Besides, true, nuanced criticism of Hamilton: the Musical existed long before Hamilton: the Movie reignited interest in the show. Shortly after its Broadway debut in 2015, for instance, acclaimed writer and playwright Ishamel Reed wrote a scathing analysis of Hamilton, pointing out that it all but ignores how many of the show’s ostensible heroes were deeply intertwined with slavery. Reed later turned his critiques of Hamilton and Miranda himself into a show of his own.

And Miranda has previously acknowledged those who wonder why slavery is not a main focus of his work. “Even I think the notion of our Founders being these perfect men who got these stone tablets from the sky that became our Constitution and Bill of Rights is bullshit,” he told Rolling Stone in 2016. “They did a remarkable thing in sticking the landing from revolution to government. That’s the hardest thing to do. You can go across the ocean to France, where they totally fucked it up and then got stuck in a cycle of revolution and tyranny. So that’s not nothing. But that being said, there’s compromise in our founding documents. There’s compromise between North and South. There’s compromise between manufacture and agriculture. The same fights we have over the role of our government now and the size of our government now are the fights they were having. Add the brutality of slavery to that mix as an undercurrent in all of those decisions.”

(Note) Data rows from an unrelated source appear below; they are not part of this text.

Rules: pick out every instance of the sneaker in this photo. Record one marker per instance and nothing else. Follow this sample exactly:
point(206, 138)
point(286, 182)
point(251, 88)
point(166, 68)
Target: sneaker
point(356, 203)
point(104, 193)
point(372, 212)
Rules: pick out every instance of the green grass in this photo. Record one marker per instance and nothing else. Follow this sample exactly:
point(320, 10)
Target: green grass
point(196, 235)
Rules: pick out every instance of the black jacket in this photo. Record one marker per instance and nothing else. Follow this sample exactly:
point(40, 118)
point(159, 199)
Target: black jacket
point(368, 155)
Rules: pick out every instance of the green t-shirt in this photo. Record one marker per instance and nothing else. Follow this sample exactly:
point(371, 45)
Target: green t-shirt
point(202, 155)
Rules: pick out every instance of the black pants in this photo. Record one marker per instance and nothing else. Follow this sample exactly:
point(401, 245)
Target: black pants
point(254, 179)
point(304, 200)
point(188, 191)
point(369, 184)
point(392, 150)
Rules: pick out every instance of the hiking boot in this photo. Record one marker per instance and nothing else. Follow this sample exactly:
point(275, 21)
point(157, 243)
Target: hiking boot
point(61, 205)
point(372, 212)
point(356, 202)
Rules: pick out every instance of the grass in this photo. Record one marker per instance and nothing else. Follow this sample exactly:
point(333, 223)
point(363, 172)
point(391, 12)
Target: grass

In that same interview, Miranda noted that a previous version of Hamilton included a song performed by Hamilton, Jefferson, and James Madison that directly addressed each of their participation in system of slavery. But it was cut, he said, because none of those men did anything to stop the practice. “We realized we were bringing our show to a halt on something that none of them really did enough on,” Miranda explained.

More recently, Miranda has acknowledged more of his blind spots. He apologized for waiting to tweet support for the Black Lives Matter movement under the Hamilton social media banner, calling the decision a “moral failure.”

Hamilton doesn’t exist without the Black and brown artists who created and revolutionized and changed the world through the culture, music, and language of hip-hop. Literally, the idea of the show doesn’t exist without the brilliant Black and brown artists in our cast, crew, and production team who breathe life into this story every time it’s performed,” he said in May.

Disney has not yet responded to a request for comment about this “controversy”—but regardless of whether the company has any plans to somehow remove Hamilton from Disney+ (an unlikely scenario, to put it lightly), we shouldn’t expect certain conservatives to let this debate go anytime soon. After all, playing into the culture war has become a major part of President Trump’s reelection strategy.

“Make no mistake: this left-wing cultural revolution is designed to overthrow the American Revolution,” Trump said of “cancel culture” on the Fourth of July. “In so doing, they would destroy the very civilization that rescued billions from poverty, disease, violence, and hunger, and that lifted humanity to new heights of achievement, discovery, and progress.”

On Wednesday, it was also reported that future Trump campaign rallies might actually feature statues of America’s Founding Fathers. For the president, who has openly criticized Hamilton in the past, it apparently is nice to have Washington on his side.